Simply put, they didn’t like the company Jesus kept.
And that is the backdrop for his telling what has become his most famous and well-loved parable… the story of the prodigal son.
Try to imagine, if you will, the reaction of the religious leaders as they hear Jesus tell these stories. They are puzzled, perhaps, that a shepherd would leave the ninety-nine sheep to go seeking after the one. Doesn’t that put the rest of the herd in jeopardy? They might have been able to understand somewhat better the reaction of the woman who had lost the coin, especially if those coins were precious and few.
But look into their faces as Jesus provides the elements of his story about the father and the two sons. They would know immediately the custom of their day was not for a father to give his inheritance to all his children. Inheritances, or blessings, were given to the first-born, and if any of the other children received anything of the father’s estate, it would be because the eldest chose to share it with them. Yet, in Jesus’ story, the father gives the younger son a share that, by custom, should not even be promised to him. I can imagine the scribes and Pharisees muttering to one another about that.
But they ain’t seen nothing yet… nor certainly have they heard it all. Jesus has the son taking off to a foreign country and behaving in ways he had not been taught. The Pharisees and scribes would not have liked that at all. And then for this wayward son to attach himself to a man where his job is the feeding of pigs, well, that takes the cake.
They know this son lives only in Jesus’ imagination. Why would he tell the story this way? Is he intentionally trying to get on their nerves? To provoke an argument?
And then for the father to so easily take his son back… well, that was just too much. They completely understand the attitude of the older son when he says to his father, All these years I have been working like a slave for you… But when this son of yours came back… Notice he does not say, When my brother came back…
That’s exactly how they feel. The elder son didn’t like the company his father was keeping, even if that company was his own brother, and they feel the same way.
And that’s the point, isn’t it? Take a journey through the gospels and what you will find is that Jesus kept company with all the wrong people… sick folk, illiterate fishermen, tax collectors, prostitutes, lepers, Samaritans, even those who were dead. Unclean, sinners, the lost… To Jesus, they are his brothers and his sisters.
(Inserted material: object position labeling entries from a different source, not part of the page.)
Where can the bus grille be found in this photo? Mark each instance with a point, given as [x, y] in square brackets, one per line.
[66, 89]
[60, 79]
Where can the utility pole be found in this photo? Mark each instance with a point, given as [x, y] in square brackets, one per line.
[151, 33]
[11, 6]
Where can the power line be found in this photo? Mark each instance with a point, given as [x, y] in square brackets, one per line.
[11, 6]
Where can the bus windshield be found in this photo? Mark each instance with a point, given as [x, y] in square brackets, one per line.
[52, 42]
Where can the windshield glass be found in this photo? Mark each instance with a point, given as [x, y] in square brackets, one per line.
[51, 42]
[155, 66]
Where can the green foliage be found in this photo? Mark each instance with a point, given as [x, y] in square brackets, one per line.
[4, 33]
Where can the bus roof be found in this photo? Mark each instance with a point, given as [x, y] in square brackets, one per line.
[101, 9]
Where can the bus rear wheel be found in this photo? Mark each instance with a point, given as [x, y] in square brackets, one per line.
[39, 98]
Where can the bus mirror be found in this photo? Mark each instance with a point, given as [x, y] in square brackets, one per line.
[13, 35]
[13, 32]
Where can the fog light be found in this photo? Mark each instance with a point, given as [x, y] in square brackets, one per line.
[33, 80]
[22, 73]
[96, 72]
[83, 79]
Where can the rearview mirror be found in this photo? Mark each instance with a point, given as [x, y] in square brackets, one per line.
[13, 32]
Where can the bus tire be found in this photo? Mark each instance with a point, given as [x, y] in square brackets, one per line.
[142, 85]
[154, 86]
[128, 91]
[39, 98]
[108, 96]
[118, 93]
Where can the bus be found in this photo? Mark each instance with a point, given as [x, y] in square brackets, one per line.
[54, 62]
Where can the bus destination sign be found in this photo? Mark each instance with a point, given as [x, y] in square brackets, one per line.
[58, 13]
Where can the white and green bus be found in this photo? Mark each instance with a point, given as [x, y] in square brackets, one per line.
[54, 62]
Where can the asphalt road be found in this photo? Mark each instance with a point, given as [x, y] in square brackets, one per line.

What does that say to you and me? If we want to keep company with Jesus, we won’t generally find him in proper social circles. Instead, he will be found among those he came to seek and to save. If we want to keep company with Jesus, we might just have to re-think our daily agenda and go where he goes, do what he does, love those he loves.
Are we ready to do that? It’s certainly something for us to think about, isn’t it? It might require us to make drastic changes in the way we look at things and in the way we live. But that may just be what it takes if we want God to keep company with us.
Lord, if we want you to keep company with us, we might just have to spend time with those who are different from us. Whatever it takes, we pray you would find us faithful in being your presence in our world. Through Christ our Lord, Amen.